Ellen Van Dusen, Designer, Dusen Dusen

San Francisco just got way cooler and Ellen Van Dusen is to blame - and her little dog (Snips) too! We say "blame" because we're going to feel a loss when Ellen heads back to NY, after reading this, you will too. In town for a Workshop Residence, this lady really has the brains to back up her creative vision. The queen of contemporary patterns, Ellen bases her process on neuroscience and the evolution of vision while taking inspiration from her contemporaries in the art world. Way more than fashion, these designs have rare depth just like their creator. Today Lisa Says Gah spends some time with Ellen at her (temporary) Dogpatch district studio, so you can take a peek behind the scenes. Enjoy!  

LSG: Hey there! Let's jump right in, shall we. Can you give us an idea of the path you've taken professionally?  

I don't have any formal professional training, I’ve been wingin’ it since 2010 when I started my line. I did a design your own major program in college where I studied the visual process from different disciplines. I focused mostly on the neuroscience and evolution of vision, and how that relates to our perception of art and design. Right out of college I worked for a clothing designer, Mary Meyer and learned a ton. After about a year, I went out on my own and started Dusen Dusen.

LSG: It might seem pretty obvious, but can you tell us how you decided on the name of your company? The reiteration is interesting. 
My last name is Van Dusen, and growing up a lot of my friends called me Dusen. Because the line is based around repeat pattern prints, I liked the repetition of Dusen Dusen. Plus it has a nice ring to it.

LSG: We know you live in The Big Apple. How does location inform your process? 

Being in New York definitely has an influence on the types of things I am making. What I love most about living here is easy access to what’s happening in art and culture. I go to galleries and museums regularly and stay up to date on what’s happening in the art world - I really enjoy it. Engaging in such a dynamic community of artists and makers provides a lot of the inspiration for my prints.

LSG: What "type" of person do you design for?  

I usually just think about the things I imagine my friends wearing. I like my clothes to be easy and comfortable, but still to stand out and be a little bit weird. So, laid back, weird, cool, comfortable. That is how I would describe my ideal customer! I want her to feel confident and cool - not like she is going overboard but still unique.

LSG:  How do materials inform your work? 

I like the fabrics I work with to have that same easy quality as the silhouettes. I like natural, light fabrics that have a good drape and that feel nice against your skin.

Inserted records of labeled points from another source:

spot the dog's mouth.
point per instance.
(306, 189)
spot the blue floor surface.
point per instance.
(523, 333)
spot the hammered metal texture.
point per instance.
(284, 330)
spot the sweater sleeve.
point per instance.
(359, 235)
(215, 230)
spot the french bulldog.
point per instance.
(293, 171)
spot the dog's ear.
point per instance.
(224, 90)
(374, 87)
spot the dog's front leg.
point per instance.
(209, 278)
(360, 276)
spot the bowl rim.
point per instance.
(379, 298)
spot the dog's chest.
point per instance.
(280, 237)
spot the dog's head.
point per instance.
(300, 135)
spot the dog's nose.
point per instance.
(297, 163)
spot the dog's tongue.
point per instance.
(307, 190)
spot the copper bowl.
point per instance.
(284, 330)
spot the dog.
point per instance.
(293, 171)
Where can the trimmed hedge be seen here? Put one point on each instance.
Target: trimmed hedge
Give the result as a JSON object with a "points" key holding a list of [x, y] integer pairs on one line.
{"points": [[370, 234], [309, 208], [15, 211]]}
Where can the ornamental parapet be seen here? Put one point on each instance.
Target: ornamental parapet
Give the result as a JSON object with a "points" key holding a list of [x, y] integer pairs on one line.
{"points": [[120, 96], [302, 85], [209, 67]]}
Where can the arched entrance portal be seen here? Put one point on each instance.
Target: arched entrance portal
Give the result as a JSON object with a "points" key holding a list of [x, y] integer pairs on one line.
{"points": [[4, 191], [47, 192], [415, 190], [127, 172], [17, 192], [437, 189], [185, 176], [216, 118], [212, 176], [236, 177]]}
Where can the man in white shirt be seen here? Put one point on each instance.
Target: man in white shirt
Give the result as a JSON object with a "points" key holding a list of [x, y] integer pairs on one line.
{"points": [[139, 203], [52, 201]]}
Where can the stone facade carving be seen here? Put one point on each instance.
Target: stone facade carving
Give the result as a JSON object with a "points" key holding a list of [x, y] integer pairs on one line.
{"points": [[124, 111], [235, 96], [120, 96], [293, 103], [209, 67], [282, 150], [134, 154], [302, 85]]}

LSG: There can be an air of mystery around a finished piece. What is the process of designing really like? 

I usually start by looking at a lot of art and music - soak up the things I like and design from that point. In my SP15 collection, I looked to Johnathan Lasker, Daniel Buren, and Giacomo Balla before sitting down and getting started. But it’s not all design! I think when starting a fashion line it is easy to underestimate the amount of time you need to dedicate to the business end. The design process is only a small part of my job, and it’s good to be prepared for and understand that before diving in.

LSG: What would you recommend mastering before becoming your own boss? 

Time management! It is never worth it to procrastinate. Also, being able to pinpoint the most important thing that needs to be done and making sure it is done well.

LSG: Can you give us a brief overview of your bucket list? What are some “musts”?

I am dying to see a great white shark (from a boat, not while swimming). There are shark tours in SF out near the Farallones but it’s not shark season at the moment, so I didn’t get to make it happen. I’d like to figure out how to make hard candy, someday I hope to grow a really huge, good watermelon, and I would like my dog to get first place in a costume contest. That’s all for now!